Research output: Contribution to journalArticlepeer-review

1 Scopus citations


Objective: The number of children cared for in emergency departments (EDs) with medical complexity continues to rise. We sought to identify the concordance between 2 commonly used criteria of medical complexity among children presenting to a statewide sample of EDs. Methods: We conducted a retrospective cross-sectional study of children presenting to a statewide sample of Illinois EDs between 2016 and 2021. We classified patients as having medical complexity when using 2 definitions (≥1 pediatric Complex Chronic Condition [CCC] or complex chronic disease using the Pediatric Medical Complexity Algorithm [PMCA]) and compared their overlap and clinical outcomes. Results: Of 6,550,296 pediatric ED encounters, CCC criteria and PMCA criteria were met in 217,609 (3.3%) and 175,708 (2.7%) encounters, respectively. Among patients with complexity, 100,015 (34.1%) met both criteria, with moderate agreement (κ = 0.49). Children with complexity by CCC had similar rates of presentation to a pediatric hospital (16.3% vs 14.8%), admission (28.5% vs 33.7%), ICU stay (10.0% vs 10.1%), and in-hospital mortality (0.5% vs 0.5%) compared to children with complexity by PMCA. The most common visit diagnoses for children with CCCs were related to sickle cell disease with crisis (3.9%), abdominal pain (3.6%), and non-specific chest pain (2.7%). The most common diagnoses by PMCA were related to depressive disorders (4.9%), sickle cell disease with crisis (4.8%), and seizures (3.2%). Conclusions and Relevance: The CCC and PMCA criteria of multisystem complexity identified different populations, with moderate agreement. Careful selection of operational definitions is required for proper application and interpretation in clinical and health services research.

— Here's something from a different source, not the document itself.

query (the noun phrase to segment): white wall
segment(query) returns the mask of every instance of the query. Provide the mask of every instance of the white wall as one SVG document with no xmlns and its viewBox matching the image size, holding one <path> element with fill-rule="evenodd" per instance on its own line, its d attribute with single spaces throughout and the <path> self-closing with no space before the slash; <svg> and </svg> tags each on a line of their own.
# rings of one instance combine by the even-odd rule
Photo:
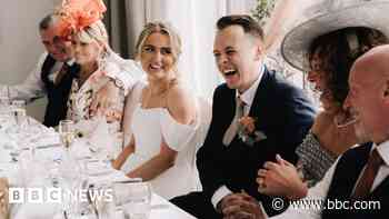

Original languageEnglish (US)
Article numbere12950
JournalJournal of the American College of Emergency Physicians Open
Issue number3
StatePublished - Jun 2023

Bibliographical note

Funding Information:
and support: By JACEP Open policy, all authors are required to disclose any and all commercial, financial, and other relationships in any way related to the subject of this article as per ICMJE conflict of interest guidelines (see The authors have stated that no such relationships existWe thank the Illinois Health and Hospital Association for the provision of data used in this study. Sriram Ramgopa is sponsored by PEDSnet (Department of Pediatrics, Northwestern University Feinberg School of Medicine). Sriram Ramgopal is funded by PEDSnet (Department of Pediatrics, Ann and Robert H Lurie Children's Hospital, Chicago IL).

Publisher Copyright:
© 2023 The Authors. JACEP Open published by Wiley Periodicals LLC on behalf of American College of Emergency Physicians.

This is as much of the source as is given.